Insisting on an all-renewables approach because of “preconceived notions and ideals,” the authors wrote, could be bad for biodiversity. Hydroelectric dams, for example, “can wreak havoc on local biodiversity through flooding and by obstructing migration,” and the quest for biofuels can level fields and forests. “We have come to the evidence-based conclusion,” the authors of the journal paper wrote, “that nuclear energy is a good option for biodiversity conservation (and society in general).”
The paper is not without problems. It touts advanced nuclear reactor designs that are not yet in commercial operation and won’t be for at least another five years. Also, although the authors note that fresh water usage should be a factor in choosing the energy options least harmful to biodiversity, they fail to mention that existing nuclear power plants typically consume more water than comparable natural gas or coal plants. Because they require so much cooling water, nuclear power plants are adversely affected by both drought and sea level rise, which are expected to worsen as the planet warms.
A “gamma” climate approach. Focusing too narrowly on individual aspects of a problem—water consumption or land use, for example—is not likely to produce the best solutions to climate change. Although these factors definitely need exploration and evaluation, it’s crucial to look at the big picture, however complex it might be.
Like biodiversity, climate solutions must be studied and tackled at all levels. At the household level, for example, actions such as recycling and bicycling make sense. But focusing only on households or even individual nations isn’t enough. There may be a “war on coal” in the United States, but coal use worldwide is still growing faster than any other energy source. And Europe’s “green” climate policies are felling forests in the southern United States to make wood pellets for European power plants. Sometimes we can’t see the deforestation for the trees.

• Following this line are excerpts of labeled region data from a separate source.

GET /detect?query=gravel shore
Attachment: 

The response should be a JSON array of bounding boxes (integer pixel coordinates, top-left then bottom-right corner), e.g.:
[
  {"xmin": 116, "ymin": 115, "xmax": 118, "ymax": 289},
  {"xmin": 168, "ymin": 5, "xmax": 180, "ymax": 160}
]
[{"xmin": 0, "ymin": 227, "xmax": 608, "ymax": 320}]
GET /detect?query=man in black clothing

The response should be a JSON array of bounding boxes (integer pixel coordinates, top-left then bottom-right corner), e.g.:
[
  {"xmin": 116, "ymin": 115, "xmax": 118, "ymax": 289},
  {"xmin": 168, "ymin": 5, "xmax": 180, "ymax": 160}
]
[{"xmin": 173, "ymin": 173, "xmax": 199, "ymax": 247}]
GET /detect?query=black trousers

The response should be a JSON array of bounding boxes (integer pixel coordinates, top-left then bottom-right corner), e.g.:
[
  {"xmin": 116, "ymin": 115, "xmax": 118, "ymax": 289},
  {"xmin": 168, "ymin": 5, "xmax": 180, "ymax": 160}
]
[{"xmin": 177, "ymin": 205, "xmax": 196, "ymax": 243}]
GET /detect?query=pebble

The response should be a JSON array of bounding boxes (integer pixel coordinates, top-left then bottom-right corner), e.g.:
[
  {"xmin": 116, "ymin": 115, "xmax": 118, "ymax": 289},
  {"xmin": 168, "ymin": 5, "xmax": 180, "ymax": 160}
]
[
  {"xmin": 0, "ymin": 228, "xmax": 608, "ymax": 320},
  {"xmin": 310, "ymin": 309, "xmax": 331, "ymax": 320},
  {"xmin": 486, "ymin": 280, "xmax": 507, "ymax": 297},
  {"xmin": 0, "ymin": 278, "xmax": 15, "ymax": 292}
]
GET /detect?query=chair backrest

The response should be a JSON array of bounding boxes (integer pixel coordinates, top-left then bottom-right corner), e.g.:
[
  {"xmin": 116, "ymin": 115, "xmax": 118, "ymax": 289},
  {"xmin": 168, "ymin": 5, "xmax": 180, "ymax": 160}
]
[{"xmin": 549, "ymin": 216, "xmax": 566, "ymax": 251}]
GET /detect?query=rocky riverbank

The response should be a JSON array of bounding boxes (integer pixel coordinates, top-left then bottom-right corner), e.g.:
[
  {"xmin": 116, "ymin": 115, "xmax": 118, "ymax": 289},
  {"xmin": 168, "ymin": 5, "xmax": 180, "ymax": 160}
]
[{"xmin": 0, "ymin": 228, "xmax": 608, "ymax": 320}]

We need gamma thinking about global warming to understand what is happening in the atmosphere, oceans, and on land—and what to do about it. The danger of alpha thinking is that focusing on a particular place or time can obscure a larger truth. Temperature data for only a few years, for example, may not reveal a long-term warming trend. “Think globally, act locally” makes a nice slogan, but global action and local thinking are essential, too.
Gamma thinking about eastern cougars reveals multiple reasons for their decline. Extensive deforestation in the East played a key role by reducing habitat for deer—the cougars’ main food source. Simultaneously, overhunting of deer pressured cougars to prey more heavily on domestic livestock. This, in turn, put cougars in the crosshairs of farmers and bounty hunters.
Trees have grown back in the East, and deer have returned in numbers so large that vehicle collisions with deer kill more humans than cougars ever did. It would be useful to have a predator that could help control the population of white-tailed deer now running amok in the gardens and forests of the eastern United States. But the eastern cougar, alas, is gone forever.